Marines who spoke at the ceremony assured Carly Kirk that her husband had done more than his best.

"Jeff is the reason I'm alive today," said former Marine David Hawley, who was a sergeant with Kilo Company.

"I would follow him anywhere," said Cpl. Reynaldo Leal. "He continues to be an inspiration to the kind of life I want to live."

"He always put his Marines first," said Staff Sgt. Kenneth Distelhorst.

The Silver Star is for Kirk's bravery during the opening days of Operation Phantom Fury, a battle to rid Fallouja of insurgents, many in heavily fortified strongholds.

As a squad leader, Kirk organized and led three assaults on one such stronghold as insurgents fought back with grenades, small-arms fire and machine-gun blasts. Wounded, he continued to press the attack, hurling a grenade and eliminating a machine-gun position.

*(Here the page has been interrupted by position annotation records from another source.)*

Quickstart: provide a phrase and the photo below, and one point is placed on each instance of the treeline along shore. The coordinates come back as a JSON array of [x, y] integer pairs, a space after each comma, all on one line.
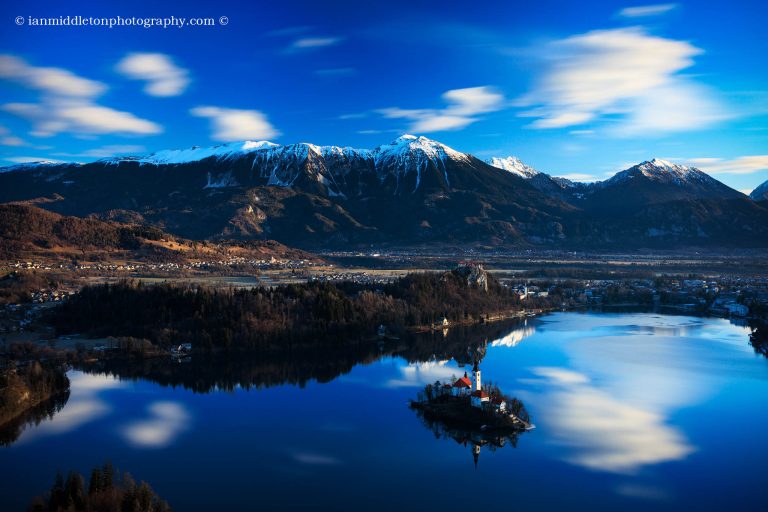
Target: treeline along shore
[[310, 314]]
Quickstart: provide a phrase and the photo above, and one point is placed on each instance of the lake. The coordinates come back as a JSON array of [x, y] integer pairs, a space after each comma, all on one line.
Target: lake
[[632, 410]]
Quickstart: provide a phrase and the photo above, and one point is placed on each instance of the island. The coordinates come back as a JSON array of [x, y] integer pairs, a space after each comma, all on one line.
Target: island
[[472, 413]]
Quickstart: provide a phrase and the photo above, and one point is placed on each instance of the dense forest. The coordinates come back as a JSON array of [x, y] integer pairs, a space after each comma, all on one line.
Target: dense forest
[[23, 226], [107, 491], [308, 314], [25, 387]]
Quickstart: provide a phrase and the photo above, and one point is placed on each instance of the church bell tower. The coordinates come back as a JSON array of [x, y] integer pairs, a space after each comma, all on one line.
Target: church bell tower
[[476, 377]]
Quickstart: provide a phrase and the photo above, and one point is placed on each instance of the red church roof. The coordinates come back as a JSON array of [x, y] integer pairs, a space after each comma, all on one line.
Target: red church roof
[[463, 382]]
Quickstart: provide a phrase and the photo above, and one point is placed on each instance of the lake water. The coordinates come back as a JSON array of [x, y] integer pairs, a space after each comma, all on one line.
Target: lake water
[[632, 411]]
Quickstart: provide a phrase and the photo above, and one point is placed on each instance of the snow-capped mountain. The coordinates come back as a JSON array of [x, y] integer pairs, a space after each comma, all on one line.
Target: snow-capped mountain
[[660, 180], [197, 153], [411, 191], [513, 165], [760, 193], [665, 172]]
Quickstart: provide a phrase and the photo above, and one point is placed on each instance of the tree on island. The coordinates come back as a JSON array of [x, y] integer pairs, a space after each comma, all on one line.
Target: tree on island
[[108, 491]]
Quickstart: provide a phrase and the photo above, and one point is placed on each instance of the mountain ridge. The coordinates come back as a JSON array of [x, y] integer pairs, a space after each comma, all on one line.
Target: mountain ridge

"His outstanding display of decisive leadership [and] unlimited courage" helped save the lives of numerous Marines, said Maj. Gen. Richard Natonski.

Kirk grew up in Louisiana, and in school loved poetry and drawing. His favorite song was "Simple Man" by Lynyrd Skynyrd, with the line, "Be something you love and understand/Be a simple kind of man." The song was played at his funeral at Florida Boulevard Baptist Church in Baton Rouge, La.

Kirk had wanted to be a Marine from boyhood, and he took leadership seriously.

Speaking of the training that Kirk put his Marines through, Hawley said, "I never sweated so much in my life."

Kirk deflected praise from those he had led in battle. Distelhorst, also wounded in the Nov. 10 battle, said he was glad that he was able to express his appreciation to Kirk for saving lives that day.

"I was able to thank him, and his response was, 'Whatever, dude,' " Distelhorst said.